Despite the acclaim, Verma acknowledges more work remains to be done. She estimated a daunting shortfall of approximately 360 doctors in northern Ontario, emphasizing that this included specialists along with family physicians. She shared further that the waiting times to see specialists, including psychiatrists, could sometimes be as long as two years – a testament to the palpable severity of the doctor crisis.

“It’s an urgent matter of concern not just locally, but nation-wide,” remarked Verma. With an estimated eight million Canadians lacking access to a family physician, the OMA president Dr. Andrew Park echoed Verma’s concerns, noting the detrimental impact on preventative care and chronic diseases management.

Yet, Park assured that physicians are eager to be part of the solution to these complex issues.

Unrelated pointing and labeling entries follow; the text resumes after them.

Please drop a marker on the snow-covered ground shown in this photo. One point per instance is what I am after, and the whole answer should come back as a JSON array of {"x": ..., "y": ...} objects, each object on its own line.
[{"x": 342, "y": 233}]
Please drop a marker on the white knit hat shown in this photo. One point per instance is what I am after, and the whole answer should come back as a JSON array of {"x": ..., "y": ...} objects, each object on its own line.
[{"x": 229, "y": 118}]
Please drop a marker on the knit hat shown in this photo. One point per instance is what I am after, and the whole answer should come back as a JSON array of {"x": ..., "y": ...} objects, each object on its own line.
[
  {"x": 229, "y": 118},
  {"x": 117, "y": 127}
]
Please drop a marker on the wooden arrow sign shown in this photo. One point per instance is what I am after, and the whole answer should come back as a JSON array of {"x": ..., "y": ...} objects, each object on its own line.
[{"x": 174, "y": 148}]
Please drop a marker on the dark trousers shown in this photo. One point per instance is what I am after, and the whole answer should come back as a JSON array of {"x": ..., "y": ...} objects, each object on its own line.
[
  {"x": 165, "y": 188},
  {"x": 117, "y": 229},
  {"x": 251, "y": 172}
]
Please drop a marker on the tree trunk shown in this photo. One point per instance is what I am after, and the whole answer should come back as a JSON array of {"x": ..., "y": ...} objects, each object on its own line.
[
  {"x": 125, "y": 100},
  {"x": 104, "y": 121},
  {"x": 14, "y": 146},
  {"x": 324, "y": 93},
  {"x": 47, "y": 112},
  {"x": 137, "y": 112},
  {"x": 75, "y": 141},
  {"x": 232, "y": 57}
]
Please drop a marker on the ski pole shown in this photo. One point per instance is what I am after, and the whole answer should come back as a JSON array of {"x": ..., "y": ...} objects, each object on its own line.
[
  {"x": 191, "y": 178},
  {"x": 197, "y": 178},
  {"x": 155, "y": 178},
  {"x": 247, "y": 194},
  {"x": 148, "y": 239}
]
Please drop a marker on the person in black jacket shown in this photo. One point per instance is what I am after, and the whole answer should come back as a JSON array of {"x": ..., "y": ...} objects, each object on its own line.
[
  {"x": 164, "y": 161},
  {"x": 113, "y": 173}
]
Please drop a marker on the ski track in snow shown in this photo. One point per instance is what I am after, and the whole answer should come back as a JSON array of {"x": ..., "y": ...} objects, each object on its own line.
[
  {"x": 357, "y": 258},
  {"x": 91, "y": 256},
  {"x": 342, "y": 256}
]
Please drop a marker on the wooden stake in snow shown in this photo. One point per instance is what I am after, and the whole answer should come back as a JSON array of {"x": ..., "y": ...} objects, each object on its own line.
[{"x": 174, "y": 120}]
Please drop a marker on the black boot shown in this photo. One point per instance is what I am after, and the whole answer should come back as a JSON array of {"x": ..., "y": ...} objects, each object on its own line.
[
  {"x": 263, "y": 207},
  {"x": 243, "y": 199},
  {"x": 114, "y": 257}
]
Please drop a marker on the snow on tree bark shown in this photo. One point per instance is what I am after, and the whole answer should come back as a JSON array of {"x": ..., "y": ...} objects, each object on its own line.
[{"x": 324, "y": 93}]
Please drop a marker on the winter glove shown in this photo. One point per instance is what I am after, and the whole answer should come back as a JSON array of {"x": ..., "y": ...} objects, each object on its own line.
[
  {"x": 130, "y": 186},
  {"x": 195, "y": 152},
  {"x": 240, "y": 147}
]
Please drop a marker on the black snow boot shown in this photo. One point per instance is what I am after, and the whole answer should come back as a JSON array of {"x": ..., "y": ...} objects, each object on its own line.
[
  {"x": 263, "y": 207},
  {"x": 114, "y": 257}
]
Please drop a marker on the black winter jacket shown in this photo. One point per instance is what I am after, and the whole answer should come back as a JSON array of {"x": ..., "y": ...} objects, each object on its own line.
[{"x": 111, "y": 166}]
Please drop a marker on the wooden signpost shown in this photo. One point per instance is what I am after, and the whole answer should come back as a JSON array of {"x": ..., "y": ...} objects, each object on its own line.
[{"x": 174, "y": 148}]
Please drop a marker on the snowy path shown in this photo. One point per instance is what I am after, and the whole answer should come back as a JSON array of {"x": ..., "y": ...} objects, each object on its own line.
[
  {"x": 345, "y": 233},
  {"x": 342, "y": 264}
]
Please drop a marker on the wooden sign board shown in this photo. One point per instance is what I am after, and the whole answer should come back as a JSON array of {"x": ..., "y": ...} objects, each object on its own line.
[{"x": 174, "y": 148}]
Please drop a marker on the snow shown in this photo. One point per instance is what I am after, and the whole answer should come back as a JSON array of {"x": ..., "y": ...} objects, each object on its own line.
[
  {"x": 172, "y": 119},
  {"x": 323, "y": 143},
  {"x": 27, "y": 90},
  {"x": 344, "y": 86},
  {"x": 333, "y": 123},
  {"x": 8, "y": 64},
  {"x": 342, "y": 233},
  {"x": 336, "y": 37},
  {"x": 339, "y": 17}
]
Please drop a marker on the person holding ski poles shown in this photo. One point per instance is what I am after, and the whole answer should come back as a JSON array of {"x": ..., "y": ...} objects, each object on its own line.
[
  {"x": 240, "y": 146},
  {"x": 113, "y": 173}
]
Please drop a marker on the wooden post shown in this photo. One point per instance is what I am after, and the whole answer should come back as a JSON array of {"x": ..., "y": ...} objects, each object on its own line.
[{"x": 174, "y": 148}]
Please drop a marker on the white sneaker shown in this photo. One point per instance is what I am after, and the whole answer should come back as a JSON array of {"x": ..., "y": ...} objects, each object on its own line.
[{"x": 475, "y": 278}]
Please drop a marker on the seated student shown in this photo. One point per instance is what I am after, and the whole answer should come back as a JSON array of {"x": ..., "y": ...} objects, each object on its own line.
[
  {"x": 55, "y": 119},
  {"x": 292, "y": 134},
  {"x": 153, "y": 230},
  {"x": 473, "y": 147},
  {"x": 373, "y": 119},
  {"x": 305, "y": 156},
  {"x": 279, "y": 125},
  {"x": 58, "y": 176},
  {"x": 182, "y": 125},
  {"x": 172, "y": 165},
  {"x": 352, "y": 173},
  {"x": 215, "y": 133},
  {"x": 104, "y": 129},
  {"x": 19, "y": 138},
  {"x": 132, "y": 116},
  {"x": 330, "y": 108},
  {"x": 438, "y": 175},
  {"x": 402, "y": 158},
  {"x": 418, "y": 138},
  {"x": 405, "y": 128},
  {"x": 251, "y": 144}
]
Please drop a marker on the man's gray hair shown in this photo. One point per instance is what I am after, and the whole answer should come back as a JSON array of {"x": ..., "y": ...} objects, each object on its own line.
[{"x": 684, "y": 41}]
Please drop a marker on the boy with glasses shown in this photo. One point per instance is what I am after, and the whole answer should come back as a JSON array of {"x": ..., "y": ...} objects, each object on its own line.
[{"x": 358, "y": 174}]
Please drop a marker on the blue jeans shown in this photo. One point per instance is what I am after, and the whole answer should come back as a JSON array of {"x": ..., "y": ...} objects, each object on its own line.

Meanwhile, Verma spoke about the unique challenges northern Ontario faces due to the doctor shortage, and the consequent impact on emergency care and clinics visitation.

In addition to managing the crisis, NOSM is presently negotiating with the university’s faculty and staff’s representative union, striving to resolve differences as both parties work towards prioritizing student welfare. With negotiations underway, the resolution is expected within the subsequent months. Despite the challenges and the urgency of the ongoing crisis, Northern Ontario’s medical university continues to lead with determination, showcasing the power of perseverance in the face of adversity.